Helicobacter pylori (H. pylori) is a spiral-shaped, gram-negative bacterium that can colonize the lining of the stomach. Around half of the world’s population is infected, many without showing any noticeable symptoms. However, chronic colonization can have far-reaching consequences.
Symptomes
The symptoms of an H. pylori infection are often nonspecific and do not occur in all affected individuals. In many cases, the infection remains without noticeable symptoms. When symptoms do appear, they usually present as a feeling of pressure or burning in the upper abdomen, especially shortly after eating. Many people also experience discomfort such as bloating, nausea, occasional burping, and loss of appetite. These general symptoms are collectively known as functional dyspepsia.

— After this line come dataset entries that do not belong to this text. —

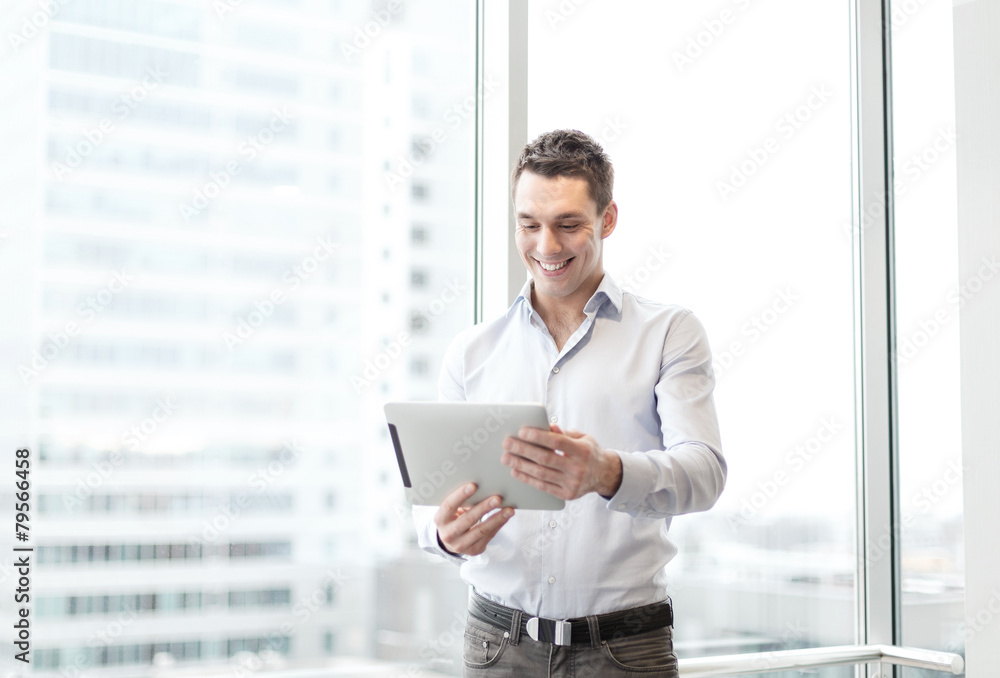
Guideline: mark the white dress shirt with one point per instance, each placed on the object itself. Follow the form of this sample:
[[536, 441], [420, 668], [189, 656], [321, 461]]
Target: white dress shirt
[[637, 376]]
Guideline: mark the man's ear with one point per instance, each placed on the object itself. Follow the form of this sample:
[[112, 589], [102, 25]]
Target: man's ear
[[610, 219]]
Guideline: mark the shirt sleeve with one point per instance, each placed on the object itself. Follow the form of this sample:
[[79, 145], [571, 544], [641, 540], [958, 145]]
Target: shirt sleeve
[[689, 474], [451, 387]]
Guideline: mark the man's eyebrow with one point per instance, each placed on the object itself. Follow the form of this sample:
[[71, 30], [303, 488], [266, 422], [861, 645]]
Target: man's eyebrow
[[558, 217]]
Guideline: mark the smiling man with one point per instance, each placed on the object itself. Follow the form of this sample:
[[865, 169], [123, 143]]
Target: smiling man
[[633, 441]]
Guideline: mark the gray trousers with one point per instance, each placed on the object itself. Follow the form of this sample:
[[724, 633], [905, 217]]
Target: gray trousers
[[490, 652]]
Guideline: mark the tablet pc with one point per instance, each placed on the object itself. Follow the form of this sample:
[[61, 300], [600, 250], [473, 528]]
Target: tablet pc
[[441, 445]]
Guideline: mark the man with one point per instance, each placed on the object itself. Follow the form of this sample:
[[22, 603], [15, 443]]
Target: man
[[631, 381]]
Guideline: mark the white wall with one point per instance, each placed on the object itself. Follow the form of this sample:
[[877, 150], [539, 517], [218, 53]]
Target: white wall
[[977, 102]]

In more advanced stages, peptic ulcers may develop, meaning small lesions in the lining of the stomach or duodenum that can cause stronger pain and sometimes gastrointestinal bleeding. When inflammation persists for many years, the risk of developing MALT lymphoma or stomach cancer increases.
Causes
Transmission occurs mainly through the fecal-oral or oral-oral route, for example via contaminated food, water, or close contact involving saliva. Infection most commonly takes place during childhood, often due to poor hygiene or close family exposure. Genetic factors and the composition of an individual’s microbiome also play a role in determining susceptibility to H. pylori.
Diagnosis
An H. pylori test can now easily be done at home, for example as a stool test or a breath test available online. These tests offer a simple way to get initial indications of a possible infection without the need to visit a doctor’s office right away.

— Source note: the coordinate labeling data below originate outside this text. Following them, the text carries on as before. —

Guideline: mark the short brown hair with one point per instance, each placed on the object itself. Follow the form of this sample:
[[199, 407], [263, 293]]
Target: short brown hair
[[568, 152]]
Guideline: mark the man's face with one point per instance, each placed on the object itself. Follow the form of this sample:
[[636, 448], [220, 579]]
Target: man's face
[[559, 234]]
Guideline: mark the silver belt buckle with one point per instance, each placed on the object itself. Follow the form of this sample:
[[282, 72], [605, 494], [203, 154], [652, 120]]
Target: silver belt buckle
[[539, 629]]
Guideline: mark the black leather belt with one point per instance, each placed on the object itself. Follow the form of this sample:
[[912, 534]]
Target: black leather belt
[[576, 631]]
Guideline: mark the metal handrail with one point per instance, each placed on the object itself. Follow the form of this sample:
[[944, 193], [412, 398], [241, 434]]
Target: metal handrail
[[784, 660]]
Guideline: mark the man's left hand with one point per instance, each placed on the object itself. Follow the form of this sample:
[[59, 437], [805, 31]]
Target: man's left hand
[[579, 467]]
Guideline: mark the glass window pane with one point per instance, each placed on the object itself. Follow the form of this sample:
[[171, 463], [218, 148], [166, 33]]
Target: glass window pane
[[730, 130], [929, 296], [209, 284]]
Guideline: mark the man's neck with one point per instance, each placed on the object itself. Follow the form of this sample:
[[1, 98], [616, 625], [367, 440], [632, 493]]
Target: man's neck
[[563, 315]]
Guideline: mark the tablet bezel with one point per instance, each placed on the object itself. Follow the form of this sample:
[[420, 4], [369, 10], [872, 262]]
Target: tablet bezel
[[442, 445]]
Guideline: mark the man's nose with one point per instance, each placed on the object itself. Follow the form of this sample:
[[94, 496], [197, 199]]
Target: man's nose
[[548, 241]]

Medically, three methods are considered particularly reliable. The 13C urea breath test measures the enzyme activity (urease) produced by the bacterium, the stool antigen test detects H. pylori directly in the digestive tract, and gastroscopy (endoscopy of the stomach) with tissue sampling is used in cases of persistent symptoms, suspected ulcers, or chronic gastritis.
Blood tests for H. pylori antibodies are also available, but they cannot distinguish between a past and an active infection and are therefore not suitable for monitoring treatment success. A combination of medical history, laboratory testing, and, if needed, imaging diagnostics provides the most reliable results and forms the basis for effective, targeted therapy.
Therapy
Conventional medical treatment for H. pylori eradication usually involves a combination of two antibiotics and a proton pump inhibitor. When an infection is confirmed, this therapy may be necessary, especially in cases of ulcers or an increased risk of gastric cancer.
As a complementary or, in some mild cases, alternative approach, natural treatments can help relieve symptoms and support the regeneration of the stomach lining.
A key component is an anti-inflammatory diet, focusing on easily digestible, alkaline foods such as cooked vegetables, oats, flaxseeds, ghee, and aloe vera gel. Sugar, coffee, alcohol, and spicy foods should be avoided, as they may irritate the stomach lining and promote bacterial growth.
Several plant-based compounds have shown antibacterial effects against H. pylori in studies:
Broccoli sprouts (sulforaphane) have been proven to inhibit bacterial growth. Clinical studies show that daily consumption significantly reduces bacterial load.
Mastic gum, derived from the mastic tree, has antibacterial and mucosal-protective properties. Taken over several weeks, it has been shown to partially eliminate H. pylori in some studies.
Zinc-carnosine, a stomach-protective compound, promotes mucosal healing and has anti-inflammatory effects.
Probiotics such as Lactobacillus reuteri and Saccharomyces boulardii can help stabilize the gastric microbiota, reduce symptoms, and improve eradication rates when used alongside standard therapy.